# 11. Training Deep Neural Networks

After introducing relatively shallow nets, let's move on to deeper DNNs (layers >= 10; neurons/layer: X00, X000; connections: X0,000). 

Here are some problems we may encounter along the way，and some techniques we may try out to solve them:

1. Vanishing / Exploding gradients problem making lower layers very hard to train 
                > Initialization 
2. Not enough data / too costly to label 
                > Transfer learning and unsupervised pretraining
3. Painfully slow training 
                > Optimizers to the rescue!
4. Serious overfitting risk for millions params models, especially if there are not enough training instances or if they are too noisy 
                > Good ol' (and new) regularization techniques

### 1. Vanishing / Exploding Gradients Problems

As we know from our previous chapter, Gradient Descent goes from output > input layer propagating the error gradient along the way. Once it has computed the gradient of the cost function for each param of the network, it uses these gradients to update each parameter with a Gradient Descent step.

**Vanishing** gradients gets smaller and smaller, leaving lower layers weights virtually unchanged (no convergence to good solution).  
**Exploding** gradients gets bigger and bigger, making lower layers weights extremely large (divergence).

This behavious was not clearly understood until Glorot and Benjo suggested in a 2010 [paper](http://proceedings.mlr.press/v9/glorot10a/glorot10a.pdf) that this may be due to the the logistic sigmoid function and the weight initialization technique (normal dist 0,1).

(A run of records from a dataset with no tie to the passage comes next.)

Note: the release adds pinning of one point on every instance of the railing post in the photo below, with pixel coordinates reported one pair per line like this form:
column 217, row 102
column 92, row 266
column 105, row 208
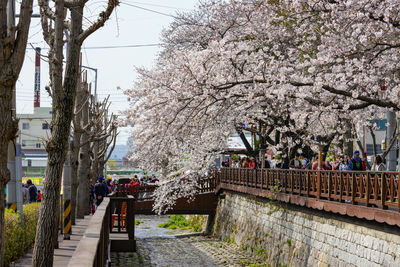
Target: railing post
column 318, row 184
column 353, row 188
column 368, row 193
column 329, row 184
column 262, row 178
column 256, row 170
column 291, row 180
column 398, row 192
column 383, row 190
column 341, row 187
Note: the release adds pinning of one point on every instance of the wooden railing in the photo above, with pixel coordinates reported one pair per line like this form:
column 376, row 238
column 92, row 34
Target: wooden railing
column 145, row 192
column 95, row 245
column 368, row 188
column 365, row 192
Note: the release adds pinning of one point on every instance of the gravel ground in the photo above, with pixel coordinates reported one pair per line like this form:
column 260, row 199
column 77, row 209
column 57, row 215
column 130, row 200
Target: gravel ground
column 158, row 247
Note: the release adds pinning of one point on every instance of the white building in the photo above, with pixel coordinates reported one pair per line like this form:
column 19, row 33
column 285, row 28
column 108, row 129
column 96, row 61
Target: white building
column 34, row 130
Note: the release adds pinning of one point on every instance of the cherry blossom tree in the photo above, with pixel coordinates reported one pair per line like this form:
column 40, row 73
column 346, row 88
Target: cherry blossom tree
column 292, row 69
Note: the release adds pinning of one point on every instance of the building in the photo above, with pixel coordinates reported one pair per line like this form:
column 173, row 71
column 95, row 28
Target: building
column 34, row 129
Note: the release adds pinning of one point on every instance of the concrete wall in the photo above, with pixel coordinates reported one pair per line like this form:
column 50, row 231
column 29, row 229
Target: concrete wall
column 293, row 236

In short, they showed that with this activation function and this initialization scheme, the **each layer outputs variance > inputs variance**. 

#### Glorot and He Initialization

The ideal solution would therefore be to have $var_{input} = var_{output}$ and $var_{forward} = var_{backwards}$. 

It is actually not possible to guarantee both unless the layer has an equal number of inputs and neurons ($fan_{in} = fan_{out}$) but there is workaround, i.e. initialize connection weight randomly from either:
* Normal dist of mean $0$ and variance $\sigma^2 = \frac{1}{fan_{avg}}$
* Uniform dist between {-r,r} with $r = \sqrt\frac{3}{fan_{avg}}$

Other initializations exist, differing in the variance used:

**Initialization** | **Activation function** | **$\sigma^2$(Normal)** 
-|-|-|
Glorot | None, tanh, logistic, softmax | $\frac{1}{fan_{avg}}$ 
He | ReLU and variants | $\frac{2}{fan_{in}}$
LeCun | SELU | $\frac{1}{fan_{in}}$

#### Nonsaturating activation functions

Altough the ReLU function solves some of the issues of the sigmoid function, it is far from perfect. A common issue are **dying ReLUs**, neurons which die when their weights get tweaked in such a way that the weighted sum of its inputs are negative for all instances in the training set, and therefore keeps their gradients will keep outputting 0.

To solve the problem, we could employ a **leaky ReLU**, which doesn't allow the neurons to die since it has a slope $\alpha$ also when $z<0$.  
Slope is generally 0.01 but could also be:
* Randomized: $\alpha$ is picked randomly in a given range during training and is fixed to an average value during testing (seems also to work as regularizer)
* Parametric: $\alpha$ authorized to be learned during training (not an hyperparam). Performs strongly on complex datasets but prone to overfitting in small ones.